All images courtesy of Blaze Bayley Management

Andrew:
When you wrote “Futureal,” what was the inspiration behind the lyrics?

Blaze:
Well, that’s a good question that rarely gets asked. It’s actually I was absorbed and fanatical about the X-Files. Watching X-Files again and again, totally addicted to it, it really was that feeling of perhaps being that Fox Mulder, the character, but everything had gone. The aliens were gonna get you, and he knew it was the end, but he still wouldn’t give up. That was it, really. I went ‘round for the writing session, and it was just Steve and me, and he said, “I’ve got this fast idea. Have you got anything?” I said, “Well, actually, I think these lyrics might fit.” And we started, and then it was like, “What is real? Futureal!” It was great, man; it just worked well. It felt so good to do it, and the lyrics were really expressive. So, the way that it turned out, it’s a little bit crazy but also, it’s defiant, as well. Which I really enjoy.

Andrew:
In retrospect, how do you back on your brief, yet important tenure in Iron Maiden?

Blaze:
For me, what’s great is, Maiden is all about passion and doing everything a hundred percent. Committing a hundred percent. Those albums that I was on, Maiden were fighting, because, in the U.K., the journalists said, “Maiden is over.” And they refused to die; they refused to give up. CD sales were going down around the world; people were losing faith in heavy metal because the grunge era was still very strong. So, Maiden were really fightin’ to stay Iron Maiden, and a lot of people were saying that we wouldn’t get through. So, for me, those albums are a turning point.
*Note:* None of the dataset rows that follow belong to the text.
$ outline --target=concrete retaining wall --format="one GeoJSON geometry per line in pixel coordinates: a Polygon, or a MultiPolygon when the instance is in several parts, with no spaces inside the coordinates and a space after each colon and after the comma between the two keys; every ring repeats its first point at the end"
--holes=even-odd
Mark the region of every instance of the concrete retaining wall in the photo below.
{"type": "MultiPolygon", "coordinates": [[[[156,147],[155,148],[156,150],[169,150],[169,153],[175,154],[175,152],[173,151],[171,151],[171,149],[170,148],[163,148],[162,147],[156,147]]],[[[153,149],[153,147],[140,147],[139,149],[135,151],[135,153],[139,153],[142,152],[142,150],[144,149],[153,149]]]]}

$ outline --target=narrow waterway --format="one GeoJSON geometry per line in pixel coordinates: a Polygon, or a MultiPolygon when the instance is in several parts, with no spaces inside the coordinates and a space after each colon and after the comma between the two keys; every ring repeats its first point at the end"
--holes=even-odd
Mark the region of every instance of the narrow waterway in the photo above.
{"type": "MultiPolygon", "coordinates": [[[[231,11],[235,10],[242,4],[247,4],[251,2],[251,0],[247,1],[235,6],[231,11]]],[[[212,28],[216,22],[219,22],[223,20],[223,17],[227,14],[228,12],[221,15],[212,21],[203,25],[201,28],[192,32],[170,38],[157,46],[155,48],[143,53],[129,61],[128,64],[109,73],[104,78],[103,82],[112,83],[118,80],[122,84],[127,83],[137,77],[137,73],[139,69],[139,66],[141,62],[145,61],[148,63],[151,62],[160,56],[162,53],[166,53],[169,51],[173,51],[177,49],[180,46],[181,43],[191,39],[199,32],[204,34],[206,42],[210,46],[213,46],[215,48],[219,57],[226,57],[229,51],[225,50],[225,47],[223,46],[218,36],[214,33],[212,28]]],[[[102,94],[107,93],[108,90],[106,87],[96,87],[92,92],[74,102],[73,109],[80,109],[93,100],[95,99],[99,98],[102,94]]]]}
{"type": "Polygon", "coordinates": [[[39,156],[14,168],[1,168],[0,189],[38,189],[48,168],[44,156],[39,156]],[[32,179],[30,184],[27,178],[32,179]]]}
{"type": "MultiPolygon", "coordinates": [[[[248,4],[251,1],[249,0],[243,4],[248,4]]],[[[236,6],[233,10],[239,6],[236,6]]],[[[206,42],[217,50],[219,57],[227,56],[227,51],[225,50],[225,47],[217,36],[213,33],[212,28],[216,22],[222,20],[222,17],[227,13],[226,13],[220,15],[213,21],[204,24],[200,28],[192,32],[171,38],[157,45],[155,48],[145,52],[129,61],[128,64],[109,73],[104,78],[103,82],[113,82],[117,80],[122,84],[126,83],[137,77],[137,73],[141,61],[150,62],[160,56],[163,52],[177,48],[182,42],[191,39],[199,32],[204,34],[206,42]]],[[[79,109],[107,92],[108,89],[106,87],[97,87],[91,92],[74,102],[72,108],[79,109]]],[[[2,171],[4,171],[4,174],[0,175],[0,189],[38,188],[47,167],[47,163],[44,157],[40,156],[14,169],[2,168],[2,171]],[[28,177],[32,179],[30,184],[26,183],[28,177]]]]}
That’s when Maiden started on the more progressive music; a darker music. Now you see that, as well; they’ve carried on in that direction. So, my era – the Blaze Bayley era of Maiden – really shows that change of direction to something more progressive, dark, and unapologetic. It’s something that’s different. What’s nice is, some people say the new Maiden album reminds them a little bit of X-Factor, and they go back to X-Factor and Virtual XI – and maybe they didn’t give it so much attention at the time because they never wanted Bruce to leave – and then they listen to it, and they get something new out of it. And they start to go, “Ah, now I get the point why it’s so dark.” So, that’s a really good feeling as well.

Andrew:
Last one, Blaze. What’s next for you?

Blaze:
Well, it’s so good now to not be so worried about COVID and restrictions. We’ve got a lot of challenges, because of Brexit and other things, you know, but we’ll keep on making music. More people seem to slowly be streaming us on Spotify and the other formats, and we’re very, very excited about the future. I don’t know what my new album will sound like, but next year, there will be a new Blaze Bayley album. There’s still a lot of countries that we haven’t been to with the War Within Me album, and we’re excited about visiting those places, too. And I have to say a huge thank you to all my fans around the world for staying with me through thick and thin, through COVID – through everything – believing in me, supporting me, and making it possible for me to make the War Within Me album. Thank you so much everyone for sticking with me.